Technical debt refers to the practice of making coding or design decisions to expedite production or gain other short-term benefits, knowing that these decisions may require corrections later. Like financial debt, technical debt offers both benefits and costs.

Technical Debt helps out in balancing between two stages

Technical debt is not necessarily a bad thing, as long as you know how to manage it. Consider this expert advice on how to measure it and when to pay it off.

Different Types of Technical Debt

In 2007, Steve McConnell suggested that there are 2 types of technical debt: 1. Intentional — According to him, intentional technical debt is technical debt that one takes on consciously as a strategic tool. 2. Unintentional — As opposed to unintentional debt, which he calls “the non-strategic result of doing a poor job.
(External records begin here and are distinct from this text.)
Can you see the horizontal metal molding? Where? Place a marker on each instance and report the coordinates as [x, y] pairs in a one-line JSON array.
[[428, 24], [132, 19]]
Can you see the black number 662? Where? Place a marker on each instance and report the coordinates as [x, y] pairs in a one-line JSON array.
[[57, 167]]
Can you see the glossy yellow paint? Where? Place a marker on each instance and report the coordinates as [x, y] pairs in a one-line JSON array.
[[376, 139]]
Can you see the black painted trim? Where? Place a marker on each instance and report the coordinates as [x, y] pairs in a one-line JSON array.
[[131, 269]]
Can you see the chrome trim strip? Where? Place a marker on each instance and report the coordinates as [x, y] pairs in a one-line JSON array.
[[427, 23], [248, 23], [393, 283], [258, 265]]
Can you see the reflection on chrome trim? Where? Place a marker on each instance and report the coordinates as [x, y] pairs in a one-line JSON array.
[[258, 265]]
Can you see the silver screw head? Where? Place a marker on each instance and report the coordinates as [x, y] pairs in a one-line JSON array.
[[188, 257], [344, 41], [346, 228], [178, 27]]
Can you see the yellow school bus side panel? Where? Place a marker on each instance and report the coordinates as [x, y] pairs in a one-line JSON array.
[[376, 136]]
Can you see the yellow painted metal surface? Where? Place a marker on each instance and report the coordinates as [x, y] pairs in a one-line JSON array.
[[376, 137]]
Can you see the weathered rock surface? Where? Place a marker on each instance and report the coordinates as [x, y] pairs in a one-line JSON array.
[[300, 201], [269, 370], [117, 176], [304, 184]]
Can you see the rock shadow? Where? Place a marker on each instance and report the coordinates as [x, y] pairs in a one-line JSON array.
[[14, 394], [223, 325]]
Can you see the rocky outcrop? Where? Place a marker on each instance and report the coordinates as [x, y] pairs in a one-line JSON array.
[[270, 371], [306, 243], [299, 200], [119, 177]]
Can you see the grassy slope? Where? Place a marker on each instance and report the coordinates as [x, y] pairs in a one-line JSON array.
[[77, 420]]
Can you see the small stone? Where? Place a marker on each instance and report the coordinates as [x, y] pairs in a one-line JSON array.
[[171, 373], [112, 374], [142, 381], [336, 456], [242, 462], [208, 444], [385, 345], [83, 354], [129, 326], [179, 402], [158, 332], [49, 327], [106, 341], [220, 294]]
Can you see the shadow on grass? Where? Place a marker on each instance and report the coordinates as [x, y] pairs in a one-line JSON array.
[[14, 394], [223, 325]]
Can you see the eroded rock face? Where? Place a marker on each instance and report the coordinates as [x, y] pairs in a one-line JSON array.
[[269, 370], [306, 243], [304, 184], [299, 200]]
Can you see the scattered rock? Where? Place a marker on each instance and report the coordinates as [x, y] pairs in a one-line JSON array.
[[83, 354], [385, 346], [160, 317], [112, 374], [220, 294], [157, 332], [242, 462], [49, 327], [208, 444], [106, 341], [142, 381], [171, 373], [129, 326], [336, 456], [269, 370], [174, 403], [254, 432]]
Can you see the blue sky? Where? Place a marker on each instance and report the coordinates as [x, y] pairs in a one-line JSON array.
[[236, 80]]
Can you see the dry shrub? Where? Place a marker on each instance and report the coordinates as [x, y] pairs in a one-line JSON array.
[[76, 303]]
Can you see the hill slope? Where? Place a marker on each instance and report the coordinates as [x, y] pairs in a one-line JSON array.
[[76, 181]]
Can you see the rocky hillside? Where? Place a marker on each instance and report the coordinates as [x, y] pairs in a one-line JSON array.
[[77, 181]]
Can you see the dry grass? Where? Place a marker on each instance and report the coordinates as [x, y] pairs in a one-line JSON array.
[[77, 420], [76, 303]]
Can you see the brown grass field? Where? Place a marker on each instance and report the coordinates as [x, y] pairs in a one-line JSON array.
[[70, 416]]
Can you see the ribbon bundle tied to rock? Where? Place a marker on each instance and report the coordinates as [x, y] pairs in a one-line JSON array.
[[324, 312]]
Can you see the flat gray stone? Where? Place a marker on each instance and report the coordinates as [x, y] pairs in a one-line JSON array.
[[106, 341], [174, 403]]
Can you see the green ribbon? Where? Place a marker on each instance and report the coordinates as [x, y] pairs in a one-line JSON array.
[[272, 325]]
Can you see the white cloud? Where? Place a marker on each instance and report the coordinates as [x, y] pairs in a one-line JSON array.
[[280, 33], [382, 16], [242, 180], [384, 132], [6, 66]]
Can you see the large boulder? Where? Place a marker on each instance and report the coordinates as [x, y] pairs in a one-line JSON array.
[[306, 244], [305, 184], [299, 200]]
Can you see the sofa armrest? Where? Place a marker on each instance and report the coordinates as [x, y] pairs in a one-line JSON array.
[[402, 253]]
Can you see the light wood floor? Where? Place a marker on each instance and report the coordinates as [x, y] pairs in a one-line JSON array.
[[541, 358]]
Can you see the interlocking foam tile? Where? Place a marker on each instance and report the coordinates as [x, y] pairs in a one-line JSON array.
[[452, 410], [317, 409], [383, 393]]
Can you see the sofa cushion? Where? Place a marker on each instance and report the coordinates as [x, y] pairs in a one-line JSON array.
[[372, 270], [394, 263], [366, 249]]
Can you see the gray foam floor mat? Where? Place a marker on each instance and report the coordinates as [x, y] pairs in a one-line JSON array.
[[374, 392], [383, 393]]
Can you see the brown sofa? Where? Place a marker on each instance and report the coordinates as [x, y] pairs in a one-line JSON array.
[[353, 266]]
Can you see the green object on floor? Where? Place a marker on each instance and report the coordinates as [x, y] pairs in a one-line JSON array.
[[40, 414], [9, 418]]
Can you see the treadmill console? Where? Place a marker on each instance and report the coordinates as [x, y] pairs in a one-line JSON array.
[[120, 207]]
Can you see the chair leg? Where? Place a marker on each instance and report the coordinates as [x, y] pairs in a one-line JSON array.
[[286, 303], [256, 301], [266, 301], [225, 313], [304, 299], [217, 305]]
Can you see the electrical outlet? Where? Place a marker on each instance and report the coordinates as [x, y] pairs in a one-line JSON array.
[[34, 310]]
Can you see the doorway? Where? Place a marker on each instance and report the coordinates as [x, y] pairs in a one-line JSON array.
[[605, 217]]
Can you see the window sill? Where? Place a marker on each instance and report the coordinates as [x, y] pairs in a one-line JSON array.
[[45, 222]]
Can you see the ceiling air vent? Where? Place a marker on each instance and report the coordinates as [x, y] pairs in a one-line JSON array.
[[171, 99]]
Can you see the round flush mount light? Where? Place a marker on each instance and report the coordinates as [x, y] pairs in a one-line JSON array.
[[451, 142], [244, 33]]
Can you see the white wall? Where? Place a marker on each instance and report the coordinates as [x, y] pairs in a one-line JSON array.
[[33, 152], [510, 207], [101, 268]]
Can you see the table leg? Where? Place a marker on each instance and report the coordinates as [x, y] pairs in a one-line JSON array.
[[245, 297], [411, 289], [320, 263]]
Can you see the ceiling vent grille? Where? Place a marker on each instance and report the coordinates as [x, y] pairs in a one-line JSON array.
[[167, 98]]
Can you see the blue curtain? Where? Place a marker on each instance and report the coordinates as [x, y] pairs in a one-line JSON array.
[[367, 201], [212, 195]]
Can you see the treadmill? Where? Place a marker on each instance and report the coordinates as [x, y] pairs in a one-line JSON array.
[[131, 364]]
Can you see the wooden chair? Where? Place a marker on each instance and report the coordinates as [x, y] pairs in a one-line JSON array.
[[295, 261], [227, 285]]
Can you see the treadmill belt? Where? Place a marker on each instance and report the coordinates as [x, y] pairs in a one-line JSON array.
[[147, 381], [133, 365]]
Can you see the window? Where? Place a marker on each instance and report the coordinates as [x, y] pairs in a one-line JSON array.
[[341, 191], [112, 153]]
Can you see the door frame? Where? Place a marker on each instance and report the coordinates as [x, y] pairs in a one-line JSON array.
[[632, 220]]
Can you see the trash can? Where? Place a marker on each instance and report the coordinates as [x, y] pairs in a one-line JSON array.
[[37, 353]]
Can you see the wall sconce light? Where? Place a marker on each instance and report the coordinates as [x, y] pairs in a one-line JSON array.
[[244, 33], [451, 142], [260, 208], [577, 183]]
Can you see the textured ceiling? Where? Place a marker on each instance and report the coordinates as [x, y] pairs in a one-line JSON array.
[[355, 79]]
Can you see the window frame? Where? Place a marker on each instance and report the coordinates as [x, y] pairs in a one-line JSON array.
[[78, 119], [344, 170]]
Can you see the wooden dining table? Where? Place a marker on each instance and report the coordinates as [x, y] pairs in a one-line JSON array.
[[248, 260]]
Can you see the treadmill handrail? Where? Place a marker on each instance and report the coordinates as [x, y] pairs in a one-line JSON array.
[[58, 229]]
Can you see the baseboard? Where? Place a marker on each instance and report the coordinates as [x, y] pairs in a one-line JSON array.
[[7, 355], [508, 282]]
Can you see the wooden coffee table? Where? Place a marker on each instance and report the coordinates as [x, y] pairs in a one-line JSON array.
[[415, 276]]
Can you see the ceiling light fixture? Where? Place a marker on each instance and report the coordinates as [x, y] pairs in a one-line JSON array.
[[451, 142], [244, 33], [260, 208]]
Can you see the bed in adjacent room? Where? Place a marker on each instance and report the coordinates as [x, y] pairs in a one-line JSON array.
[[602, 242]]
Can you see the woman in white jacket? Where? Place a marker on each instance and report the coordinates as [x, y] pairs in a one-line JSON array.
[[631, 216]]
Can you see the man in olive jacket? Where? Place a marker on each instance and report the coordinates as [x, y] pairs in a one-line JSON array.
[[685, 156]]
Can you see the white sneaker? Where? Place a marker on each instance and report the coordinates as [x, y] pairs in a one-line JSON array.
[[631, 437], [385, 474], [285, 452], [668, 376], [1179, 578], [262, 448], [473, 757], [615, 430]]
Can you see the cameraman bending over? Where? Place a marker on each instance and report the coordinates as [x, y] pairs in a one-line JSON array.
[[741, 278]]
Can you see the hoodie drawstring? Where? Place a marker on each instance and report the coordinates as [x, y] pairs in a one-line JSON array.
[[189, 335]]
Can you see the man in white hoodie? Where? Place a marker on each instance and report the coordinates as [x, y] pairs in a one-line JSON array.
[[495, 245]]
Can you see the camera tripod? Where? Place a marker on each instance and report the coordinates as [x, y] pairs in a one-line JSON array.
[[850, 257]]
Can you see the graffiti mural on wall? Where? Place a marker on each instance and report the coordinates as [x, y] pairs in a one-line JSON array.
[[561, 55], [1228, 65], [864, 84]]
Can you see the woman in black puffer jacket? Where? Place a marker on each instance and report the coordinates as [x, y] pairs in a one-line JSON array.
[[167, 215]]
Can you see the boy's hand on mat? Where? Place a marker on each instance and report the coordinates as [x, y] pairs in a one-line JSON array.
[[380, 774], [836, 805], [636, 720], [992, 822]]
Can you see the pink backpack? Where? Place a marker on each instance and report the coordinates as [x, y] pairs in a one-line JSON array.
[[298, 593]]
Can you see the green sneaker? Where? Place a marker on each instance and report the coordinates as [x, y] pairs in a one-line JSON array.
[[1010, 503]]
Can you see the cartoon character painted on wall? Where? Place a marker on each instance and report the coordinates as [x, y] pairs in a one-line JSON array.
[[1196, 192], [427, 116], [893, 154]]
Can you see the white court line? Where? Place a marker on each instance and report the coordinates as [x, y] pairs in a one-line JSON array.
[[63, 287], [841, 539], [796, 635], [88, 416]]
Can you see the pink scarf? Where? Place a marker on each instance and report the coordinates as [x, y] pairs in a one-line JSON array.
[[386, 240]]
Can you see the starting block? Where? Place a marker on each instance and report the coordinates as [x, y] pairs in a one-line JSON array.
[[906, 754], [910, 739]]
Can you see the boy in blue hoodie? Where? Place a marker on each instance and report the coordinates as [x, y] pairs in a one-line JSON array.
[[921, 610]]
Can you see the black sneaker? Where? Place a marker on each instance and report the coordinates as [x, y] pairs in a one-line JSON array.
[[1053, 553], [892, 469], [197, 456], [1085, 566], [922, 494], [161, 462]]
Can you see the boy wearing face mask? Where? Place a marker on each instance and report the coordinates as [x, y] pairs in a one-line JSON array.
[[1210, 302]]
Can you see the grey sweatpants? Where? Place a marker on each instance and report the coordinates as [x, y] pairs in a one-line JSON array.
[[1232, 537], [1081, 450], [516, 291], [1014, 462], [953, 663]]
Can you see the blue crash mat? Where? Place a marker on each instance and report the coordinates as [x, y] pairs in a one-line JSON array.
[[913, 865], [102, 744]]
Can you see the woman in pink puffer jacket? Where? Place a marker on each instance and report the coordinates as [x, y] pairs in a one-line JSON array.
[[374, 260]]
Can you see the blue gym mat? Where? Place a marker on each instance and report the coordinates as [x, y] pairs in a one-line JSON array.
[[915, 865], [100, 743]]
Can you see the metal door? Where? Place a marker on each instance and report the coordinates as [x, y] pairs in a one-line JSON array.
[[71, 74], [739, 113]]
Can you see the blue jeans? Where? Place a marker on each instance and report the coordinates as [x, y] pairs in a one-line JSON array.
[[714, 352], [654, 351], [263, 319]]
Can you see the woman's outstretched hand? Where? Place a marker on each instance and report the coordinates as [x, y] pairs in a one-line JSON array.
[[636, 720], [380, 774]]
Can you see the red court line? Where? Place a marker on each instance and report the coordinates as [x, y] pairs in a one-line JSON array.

How to measure Technical Debt?

It doesn’t help decision-making if we can’t place a number on such an important concept. Once we can quantify it, we can make analytical comparisons, we can know if we’re making progress, we can plan with data. Non-technical team members can get an understanding of the quality of the software upon which the business runs. But so many variables are involved in determining code quality, of which technical debt computation is an important factor. Some of these variables include complexities [cyclomatic and cognitive], lines of code, arity, maintainability index, Halstead Complexity Measures, depth of inheritance, afferent and efferent couplings, nesting depth, time to write n lines, etc. With so many metrics to consider, it appears difficult to know how much work we need to do to pay off technical debt.

Technical Debt cycle

It turns out, however, that there’s a simple solution to this problem — it lies in how we choose to express the problem:

Express technical debt computation as a ratio.

A ratio of the cost to fix a software system [Remediation Cost] to the cost of developing it [Development Cost].

This ratio is called the Technical Debt Ratio [TDR]:

Technical Debt Ratio = (Remediation Cost / Development Cost) x 100% Really simple isn’t it! Technical Debt Ratio [TDR] is simply the ratio of remediation cost to development cost

Generally, no one wants a high Technical Debt Ratio [TDR], some teams favor values less than or equal to 5%. High TDR scores reflect software that’s in a really poor state of quality.

If both remediation and development costs are represented in time [hours], for example, TDR scores simply indicate how long it would take an engineering team to restore sanity to their codebase and achieve quality. So smaller TDR values are to be preferred at all times. Prefer smaller TDR values at all times.

Remediation Cost [RC] can be made a function of any code quality metric a team feels is relevant based on rules for resolving code issues within the team. RC can also be expressed in terms of time.

For example, if the team chooses to make RC [expressed in time] a function of cyclomatic complexity, in other words, the time it takes to fix issues within a code function — RC, is directly proportional to the cyclomatic complexity of that code function, then it becomes easy to determine how long it would take to fix entire files once we compute their cyclomatic complexities. This is just an example , we won’t be discussing the computation of cyclomatic complexity here.

Basically, for this line of reasoning:

RC α Cyclomatic Complexity

RC = k(Cyclomatic Complexity)

where k is a constant

Once k and Cyclomatic Complexity above are given, RC can be easily computed.

Development cost [DC] can be imagined as the cost of writing some lines of code [the time it took to write that much line].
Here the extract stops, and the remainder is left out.